Schweden ist für uns immer das absolute Best-Practice-Beispiel für nachhaltige, effiziente Musikförderung. Das beginnt schon mit der Ausbildung in den Schulen; jedes Kind lernt ein Instrument, und um dies zu ermöglichen, wird unter anderem Instrumentenmiete gefördert. Menschen, die aktiv musizieren, entwickeln einen völlig anderen Zugang zur Musik an sich. Das heißt, sie sind an Neuem interessiert und sie können eine musikalische Leistung wertschätzen. In Schweden sieht man sich gerne Konzerte junger, neuer Acts an und ist bereit, dafür auch Eintritt zu bezahlen. Nach den Erfolgen von ABBA hat Schweden erkannt, dass es sich bei Musik um einen bedeutenden Wirtschaftsfaktor handelt, und hat in diesen unter anderem mit massiven Exportmaßnahmen investiert. Resultat ist, dass Schweden heute ein Musikexportland ist, das den Weltmarkt mit Copyrights dominiert. Österreich hingegen genießt zwar den Ruf eines Musiklandes, ist wirtschaftlich gesehen jedoch ein Musikimportland. Aber in einigen Bereichen gilt auch die Musikförderung Österreichs als Vorbild. Zum Beispiel wurde der Musikfonds als damals europaweit einzigartiges Public-private-Partnership-Modell gegründet, das kurz darauf mit der Initiative Musik ein Pendant in Deutschland gefunden hat; Vertreter der Initiative Musik waren bei uns, um sich Ratschläge für ihre Gründung zu holen. Und vor einiger Zeit hatte ich ein Gespräch mit der deutschen Kulturministerin Monika Grütters und habe ihr unser Musikfonds-Modell vorgestellt. 2017 war Grütters dann maßgeblich an der Gründung des deutschen Musikfonds beteiligt.

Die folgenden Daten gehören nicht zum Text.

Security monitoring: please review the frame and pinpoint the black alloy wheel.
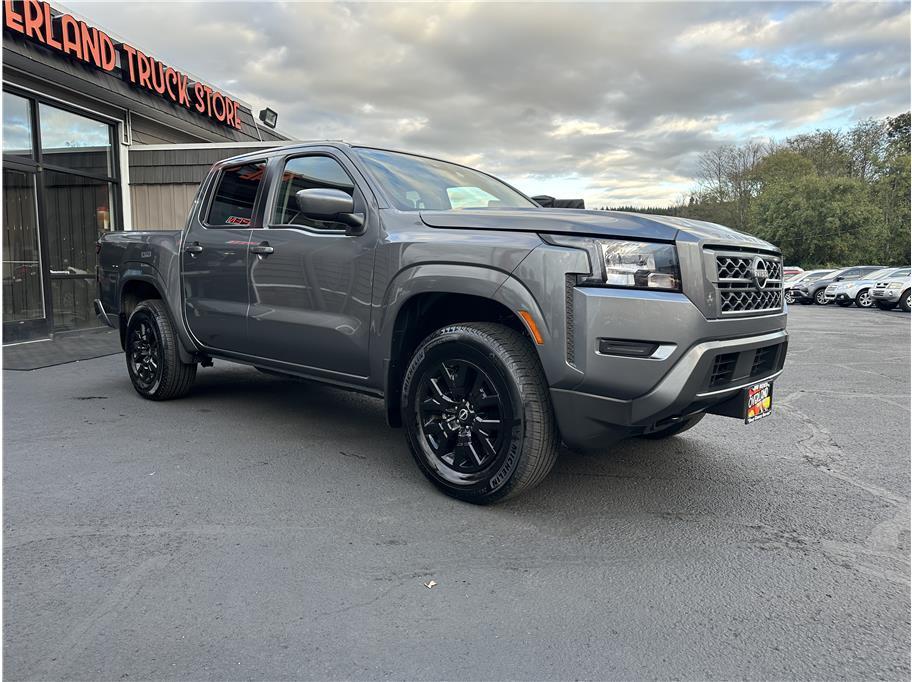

Trotz guter Wirtschaftsdaten deutet sich ein Sparkurs der zukünftigen Regierung an. Verhandlungen rund um Förderungen im Kulturbereich werden voraussichtlich nicht einfach. Was sind die wichtigsten Argumente, um die politischen Entscheidungsträger zu überzeugen?
Musikförderung beinhaltet zwei wesentliche Elemente: Kunst- und Kulturförderung sowie Wirtschaftsförderung. Diese beiden Bereiche unterscheiden sich teilweise in der Argumentation, haben aber auch gemeinsame Schnittmengen. Eine entsprechende Wirtschaftsförderung stärkt die BranchenteilnehmerInnen mittelfristig, damit sie sich international konkurrenzfähig entwickeln und sich selbst tragende Geschäftsmodelle entstehen können. Nur durch ein Bekenntnis zur Kunst- und Kulturförderung kann sichergestellt werden, dass heimisches Musikschaffen und Musikproduktion auch weiterhin qualitätsvoll möglich ist. Und dass Österreich dadurch seinem Ruf als Musikland nicht nur in Hinblick auf das klassische Repertoire, sondern vor allem auch mit dem aktuellen Schaffen aller Genres – von der ernsten und zeitgenössischen Musik, über Jazz, World und alle Spielarten der populären Musik bis hin zur experimentellen Musik und Avantgarde – gerecht werden kann. Über all unseren Aktivitäten steht dabei die große Vision, Österreich langfristig von einem Musikimport- zu einem Musikexportland zu machen.
Harry Fuchs ist seit dessen Gründung im Jahr 2005 Geschäftsführer des Österreichischen Musikfonds, einer Initiative zur Förderung professioneller österreichischer Musikproduktionen, die derzeit mit 920.000 Euro jährlich dotiert ist. Als Public-private-Partnership wird der Musikfonds finanziert vom Bundeskanzleramt sowie von Institutionen wie AKM, Austro Mechana, IFPI, dem Fachverband Film und Musik und dem ORF.